Par lettre recommandée avec accusé de réception en date du 9 janvier 2007, les salariés précités faisaient l'objet d'un licenciement pour motif économique.
Le 11 juin 2007, ils saisissaient le conseil de prud'hommes qui a rendu le jugement déféré.
Par jugement du 19 octobre 2009 du tribunal de commerce de Melun, la société LIR FRANCE, devenue LIR PACKAGING en août 2007, était placée en redressement judiciaire et la SCP [S] désignée en qualité de mandataire judiciaire.
Par jugement du 18 janvier 2012 du tribunal de commerce de Melun, une procédure de liquidation judiciaire était ouverte et la SCP [S] désignée en qualité de liquidateur judiciaire. La poursuite de l'activité était autorisée jusqu'au 19 mars 2012.
Par jugement du 19 mars 2012, le tribunal de commerce de Melun arrêtait un plan de cession de la société LIR PACKAGING.
SUR CE
Sur la recevabilité des actions de MM. [J] et [OU]

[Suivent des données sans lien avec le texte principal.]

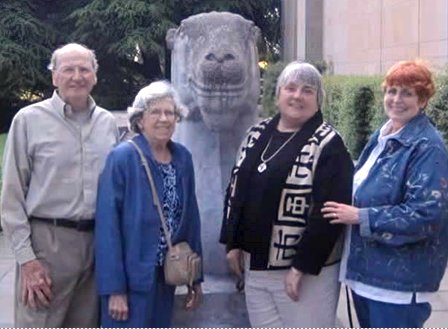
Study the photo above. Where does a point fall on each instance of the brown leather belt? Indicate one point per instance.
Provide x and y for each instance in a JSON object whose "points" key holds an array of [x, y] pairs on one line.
{"points": [[80, 225]]}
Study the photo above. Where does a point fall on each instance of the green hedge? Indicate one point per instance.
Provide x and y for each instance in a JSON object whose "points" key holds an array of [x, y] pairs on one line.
{"points": [[354, 105]]}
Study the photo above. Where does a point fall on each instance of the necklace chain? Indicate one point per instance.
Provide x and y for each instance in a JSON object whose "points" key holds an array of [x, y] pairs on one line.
{"points": [[262, 167]]}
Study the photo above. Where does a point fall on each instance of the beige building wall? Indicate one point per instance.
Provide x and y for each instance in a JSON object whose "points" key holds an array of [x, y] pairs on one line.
{"points": [[368, 36]]}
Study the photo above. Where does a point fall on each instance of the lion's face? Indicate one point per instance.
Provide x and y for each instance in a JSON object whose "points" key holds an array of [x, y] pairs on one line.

Les intimés soutiennent que MM. [J] et [OU] sont irrecevables à contester leur licenciement dès lors que ces deux salariés protégés ont été licenciés sur autorisation de l'inspection du travail qu'ils n'ont pas contestée.
Mais les appelants soutiennent à juste raison que, nonobstant l'autorisation de licenciement délivrée par l'inspection du travail, les salariés protégés conservent la possibilité de contester devant le juge judiciaire la validité du plan de sauvegarde de l'emploi et de lui demander de tirer les conséquences, notamment indemnitaires, du défaut de validité dudit plan, cette contestation, qui ne concerne pas le bien-fondé de la décision administrative ayant autorisé le licenciement, ne portant pas atteinte au principe de la séparation des pouvoirs.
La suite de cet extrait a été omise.